Hypertension and pregnancy: Essential guidelines for expectant mothers to manage high blood pressure

A very important health condition, which is the leading cause of maternal and perinatal morbidity and mortality in India, is hypertension or a high blood pressure during pregnancy that presents in a variety of scenarios and needs careful diagnosis and targeted treatment to achieve a good pregnancy outcome. Commonly, gestational hypertension or PIH (Pregnancy induced hypertension) is defined as high blood pressure only during pregnancy but that can be very risky for both the mother and her baby.

In an interview with HT Lifestyle, Dr Sushruta Mokadam, Consultant Obstetrician at Motherhood Hospital in Pune's Kharadi, shared, “Unmonitored high blood pressure can also invite various complications for the mother even after delivery. Mothers may encounter problems such as preeclampsia, eclampsia, ( convulsions) , stroke, and placental abruption (placenta getting separated from the wall of the uterus) during the course of the second and third trimesters. These are emergencies handled by immediate admission and delivery. Babies can have low birth weight and prematurity. Hence, a treating doctor must be alert and must devise a treatment plan for the pregnant woman to ensure successful delivery.”

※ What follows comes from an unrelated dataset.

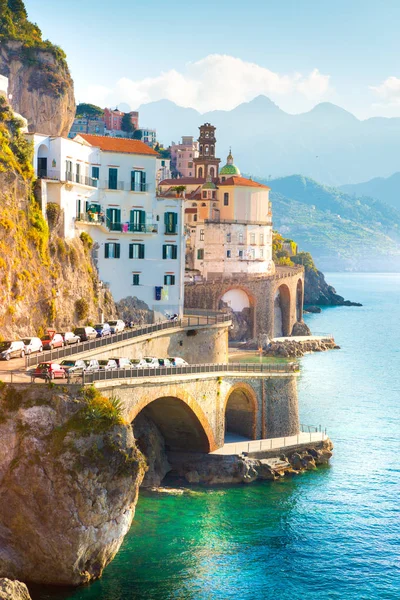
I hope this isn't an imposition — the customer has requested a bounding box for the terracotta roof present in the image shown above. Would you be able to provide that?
[78,133,158,156]
[219,176,271,190]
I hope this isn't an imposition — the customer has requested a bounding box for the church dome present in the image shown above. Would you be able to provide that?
[219,150,240,176]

She highlighted that hypertension before, during and after pregnancy falls in the following categories -

Chronic Hypertension: When a woman has pre-existing hypertension and gets pregnant, she is already on anti- hypertensive medicines, which need to be changed to pregnancy - friendly medicines as some antihypertensives are not safe for the baby. Hence measuring BP at the first visit is very important to establish this condition, especially in elderly patients. Some may be unaware of their condition until their first prenatal visit with their doctor, as high blood pressure doesn’t have any symptoms, making it hard to detect. Once diagnosed, counseling is important about the complications such as preeclampsia, premature birth, and low birth weight.

Gestational Hypertension: When an apparently healthy pregnant woman developed high blood pressure for the first time after the 20th week of pregnancy, it is called gestational hypertension, i.e. hypertension due to her pregnant state. This arises from changes in the placenta and is a worsening condition which is relieved only by delivery. If blood pressure is more than 130/90 mmHg, it is considered gestational hypertension.

Preeclampsia/Eclampsia: Preeclampsia is an exacerbated gestational hypertension with additional swelling of tissues , especially feet, and protein in the urine. These are ominous signs to suggest multi organ involvement, namely kidneys and liver and risk of mishaps, such as hemorrhage and seizures and even intrauterine death of the foetus.Those women known to have chronic hypertension can also develop preeclampsia. The signs of this condition include lingering headaches, blurred vision, nausea, vomiting, sudden weight gain, and breathing problems. Eclampsia is the catastrophic outcome of untreated preeclampsia when the patient has seizures, loss of consciousness, and fetal compromise.

Tips for managing high blood pressure before, during, and after pregnancy

Dr Sushruta Mokadam advised, “Before planning pregnancy, discuss with your doctor about any additional health problems, presence of family history of hypertension and start medication with an appropriate treatment plan. Particular attention to diet and treatment of underlying disorders such as deficiency of folates, Vit B12, Vit D3, thyroid hormone, sugar control and protein supplements should be considered. During pregnancy, women should opt for prenatal care without fail. They should follow guidelines given by the doctor to maintain a healthy weight by eating a well-balanced diet and exercising under the guidance of a certified expert.”

She recommended, “Pregnant women should monitor their blood pressure at home or in a clinical setting as suggested by the doctor. Eating packaged or processed food containing high amounts of sodium and preservatives which is harmful for the health of the mother and the baby should be curtailed. At least 8 hours of sound sleep at night is essential to relieve stress and allow for fetal growth. Regular blood tests to monitor crucial components of a mother's well being and some tests done early at 12 weeks even predict whether the patient can develop hypertension and low dose aspirin tablets are prescribed to such women at risk. Following the prescription to the T is very important.”

Thus, staying vigilant and improving quality of life by adhering to these foolproof tips will go a long way in avoiding problems and ensuring a healthy mother and baby.